Yang mana Pilar Pancasila direpresentasikan sebagai pilar tegak kokoh berdirinya negara bangsa Indonesia. Pilar atau tiang penyangga suatu bangunan harus memenuhi syarat, misalnya disamping kokoh dan mantap juga harus sesuai dengan bangunan yang disangganya.
“Kedua Pilar UUD 1945. Pilar kehidupan berbangsa dan bernegara adalah UU basis 1945. Untuk memahami dan mendalami UUD 1945, diperlukan pemahaman lebih dulu makna UUD bagi kehidupan berbangsa dan bernegara dan prinsip-prinsip yang terkandung dalam pembukaan UUD 1945,” lanjut Wakil Bendahara Depicab SOKSI Purwakarta ini.

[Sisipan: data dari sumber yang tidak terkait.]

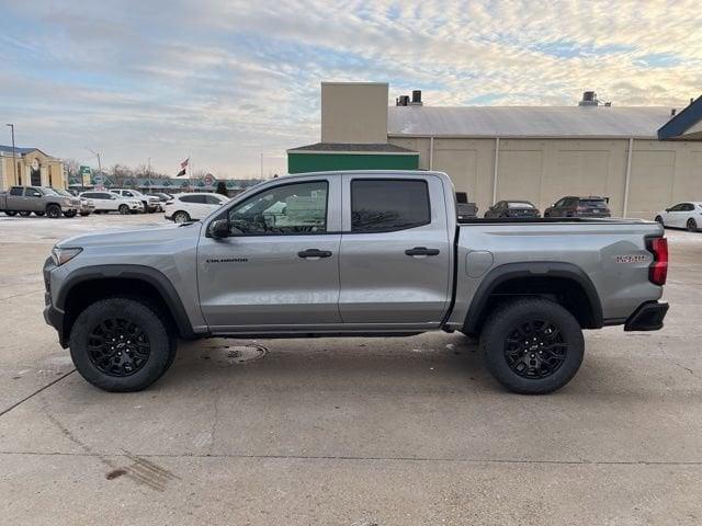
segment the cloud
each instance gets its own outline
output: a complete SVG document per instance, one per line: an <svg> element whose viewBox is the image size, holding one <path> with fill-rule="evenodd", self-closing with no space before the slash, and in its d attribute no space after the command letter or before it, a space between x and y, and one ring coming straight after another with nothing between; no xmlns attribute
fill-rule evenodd
<svg viewBox="0 0 702 526"><path fill-rule="evenodd" d="M702 85L692 1L0 0L0 113L22 144L106 162L191 155L236 176L318 140L319 82L428 104L681 106Z"/></svg>

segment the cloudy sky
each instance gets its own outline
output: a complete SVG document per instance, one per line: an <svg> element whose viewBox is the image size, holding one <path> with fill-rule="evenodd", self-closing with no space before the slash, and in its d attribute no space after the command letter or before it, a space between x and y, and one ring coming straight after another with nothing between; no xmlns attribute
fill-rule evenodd
<svg viewBox="0 0 702 526"><path fill-rule="evenodd" d="M699 1L0 0L0 119L57 157L256 176L319 139L322 80L680 107L702 92L701 28Z"/></svg>

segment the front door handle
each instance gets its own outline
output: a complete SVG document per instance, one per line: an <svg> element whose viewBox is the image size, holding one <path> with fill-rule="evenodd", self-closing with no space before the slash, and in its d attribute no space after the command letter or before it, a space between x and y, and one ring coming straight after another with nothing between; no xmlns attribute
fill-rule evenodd
<svg viewBox="0 0 702 526"><path fill-rule="evenodd" d="M328 250L307 249L302 252L297 252L299 258L331 258L331 252Z"/></svg>
<svg viewBox="0 0 702 526"><path fill-rule="evenodd" d="M439 249L428 249L427 247L415 247L414 249L407 249L405 254L407 255L439 255Z"/></svg>

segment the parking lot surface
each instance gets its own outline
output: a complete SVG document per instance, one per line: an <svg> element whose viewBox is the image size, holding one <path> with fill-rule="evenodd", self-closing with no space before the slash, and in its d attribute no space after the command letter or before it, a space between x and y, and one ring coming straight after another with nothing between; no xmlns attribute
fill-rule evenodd
<svg viewBox="0 0 702 526"><path fill-rule="evenodd" d="M460 334L181 343L100 391L44 323L54 242L162 215L0 217L0 524L702 523L702 233L666 328L586 332L576 378L499 388Z"/></svg>

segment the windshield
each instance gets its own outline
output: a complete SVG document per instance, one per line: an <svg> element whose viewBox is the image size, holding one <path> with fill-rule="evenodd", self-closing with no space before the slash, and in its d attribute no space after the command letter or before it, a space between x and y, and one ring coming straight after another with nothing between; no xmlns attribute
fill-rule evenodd
<svg viewBox="0 0 702 526"><path fill-rule="evenodd" d="M54 194L56 194L56 195L64 195L64 196L66 196L66 197L72 197L72 195L70 194L70 192L67 192L67 191L61 190L61 188L46 188L46 190L48 190L48 191L53 192L53 193L54 193Z"/></svg>
<svg viewBox="0 0 702 526"><path fill-rule="evenodd" d="M580 199L580 204L590 208L607 208L604 199Z"/></svg>

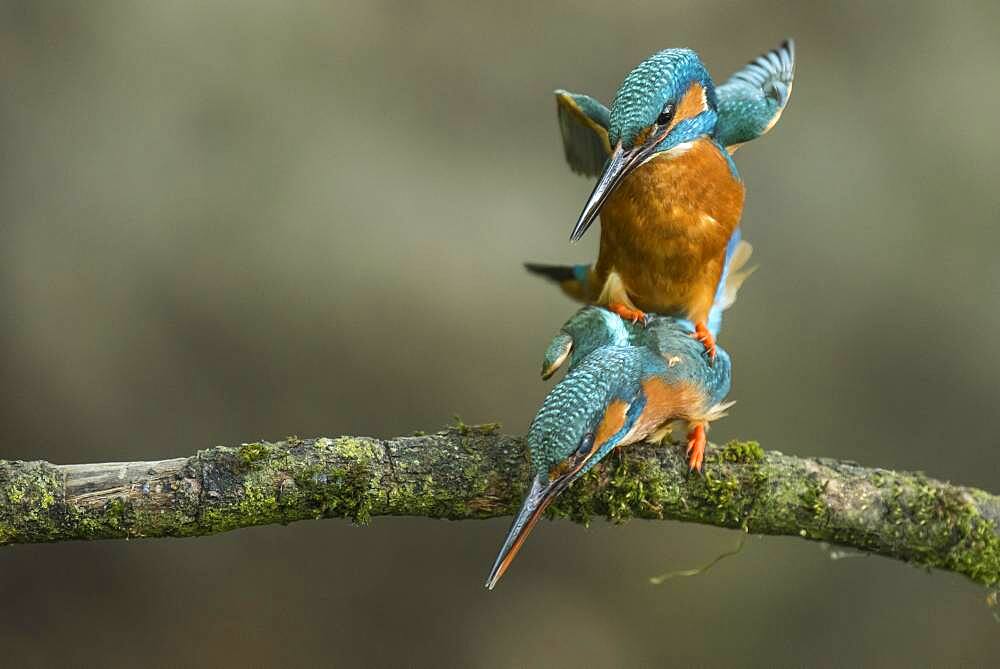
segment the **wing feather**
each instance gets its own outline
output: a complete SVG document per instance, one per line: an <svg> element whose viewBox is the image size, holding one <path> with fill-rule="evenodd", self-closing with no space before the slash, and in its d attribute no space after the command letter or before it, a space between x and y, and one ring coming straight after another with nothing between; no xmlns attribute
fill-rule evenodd
<svg viewBox="0 0 1000 669"><path fill-rule="evenodd" d="M760 137L778 122L792 95L795 43L785 40L777 49L758 56L716 89L719 120L715 137L730 153Z"/></svg>
<svg viewBox="0 0 1000 669"><path fill-rule="evenodd" d="M587 95L556 91L566 162L578 174L600 176L611 154L608 108Z"/></svg>

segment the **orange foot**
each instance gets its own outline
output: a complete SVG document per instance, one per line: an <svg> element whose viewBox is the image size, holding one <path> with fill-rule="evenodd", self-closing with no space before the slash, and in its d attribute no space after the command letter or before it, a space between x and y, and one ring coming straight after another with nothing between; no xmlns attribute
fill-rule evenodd
<svg viewBox="0 0 1000 669"><path fill-rule="evenodd" d="M705 324L702 322L695 323L694 334L691 336L701 342L702 346L705 347L705 352L708 353L708 359L715 362L715 337L708 331Z"/></svg>
<svg viewBox="0 0 1000 669"><path fill-rule="evenodd" d="M621 316L623 321L630 321L632 323L646 322L646 312L633 309L632 307L626 306L621 302L612 302L608 305L608 310Z"/></svg>
<svg viewBox="0 0 1000 669"><path fill-rule="evenodd" d="M705 424L695 423L688 433L688 470L701 473L701 465L705 462Z"/></svg>

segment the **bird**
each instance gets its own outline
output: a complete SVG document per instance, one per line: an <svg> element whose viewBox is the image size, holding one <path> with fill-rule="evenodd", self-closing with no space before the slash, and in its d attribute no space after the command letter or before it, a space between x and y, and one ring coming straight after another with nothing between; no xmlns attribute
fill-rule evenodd
<svg viewBox="0 0 1000 669"><path fill-rule="evenodd" d="M731 404L724 401L730 358L721 347L716 352L709 364L701 344L671 317L655 316L642 326L588 306L563 326L543 369L558 367L560 359L570 359L570 369L528 429L531 487L493 563L488 589L552 501L613 449L663 440L675 421L687 421L689 466L701 469L708 423Z"/></svg>
<svg viewBox="0 0 1000 669"><path fill-rule="evenodd" d="M684 318L714 359L709 318L740 248L745 195L731 154L777 123L794 69L786 40L716 87L697 53L666 49L625 77L610 109L557 90L566 160L598 177L570 239L600 215L600 251L593 265L527 269L632 322L650 311Z"/></svg>

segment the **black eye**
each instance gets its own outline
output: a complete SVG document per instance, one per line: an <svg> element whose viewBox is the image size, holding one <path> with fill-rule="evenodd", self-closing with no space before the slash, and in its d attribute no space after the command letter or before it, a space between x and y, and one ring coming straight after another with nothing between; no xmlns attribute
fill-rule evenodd
<svg viewBox="0 0 1000 669"><path fill-rule="evenodd" d="M674 106L669 102L663 106L663 111L656 117L656 125L668 125L674 118Z"/></svg>

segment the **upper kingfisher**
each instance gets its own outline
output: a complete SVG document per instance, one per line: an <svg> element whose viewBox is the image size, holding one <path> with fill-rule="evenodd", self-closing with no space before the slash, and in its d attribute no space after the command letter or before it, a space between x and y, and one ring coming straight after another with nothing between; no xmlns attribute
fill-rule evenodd
<svg viewBox="0 0 1000 669"><path fill-rule="evenodd" d="M556 91L566 160L599 177L570 239L600 214L600 252L594 266L526 267L627 320L685 317L714 359L708 319L744 199L730 155L778 121L794 64L787 40L716 88L698 54L667 49L625 77L610 109Z"/></svg>

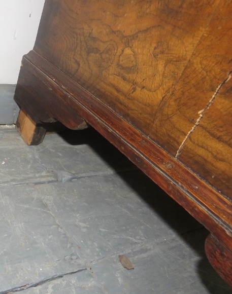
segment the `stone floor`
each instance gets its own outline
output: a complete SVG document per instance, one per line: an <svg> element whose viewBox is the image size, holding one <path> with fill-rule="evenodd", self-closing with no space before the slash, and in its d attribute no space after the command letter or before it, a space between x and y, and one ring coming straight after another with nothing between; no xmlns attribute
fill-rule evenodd
<svg viewBox="0 0 232 294"><path fill-rule="evenodd" d="M207 230L94 130L2 127L0 150L0 294L232 292Z"/></svg>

Ketiga ada Pilar NKRI. Dimana seluruh elemen bangsa diwajibkan mengakui akan konsensus para founding father yang lebih memilih Indonesia sebagai Negara Kesatuan.
“Lanjut Pilar Bhineka Tunggal Ika
Semboyan Bhineka Tunggal Ika diungkapkan pertama kali oleh Mpu Tantular seorang pujangga agung kerajaan majapahit yang hidup pada masa pemerintahan Hayam Wuruk pada abad ke 14 (1350-1389). Dalam kakawin sutasoma yang berbunyi “Bhineka ika tunggal ika tanhana dharma mangrwa” yang artinya : “berbeda-beda itu, satu itu, tak ada pengabdian yang mendua,” kata Pengurus DPD II Partai GOLKAR Kabupaten Purwakarta ini.
Semboyan itu dijadikan prinsip dalam kehidupan pemerintahan majapahit itu sebagai antisipasi keanekaragaman petunjuk yang dipeluk, oleh karena majapahit pada waktu itu meskipun mereka berbeda petunjuk tetapi mereka satu pengabdian.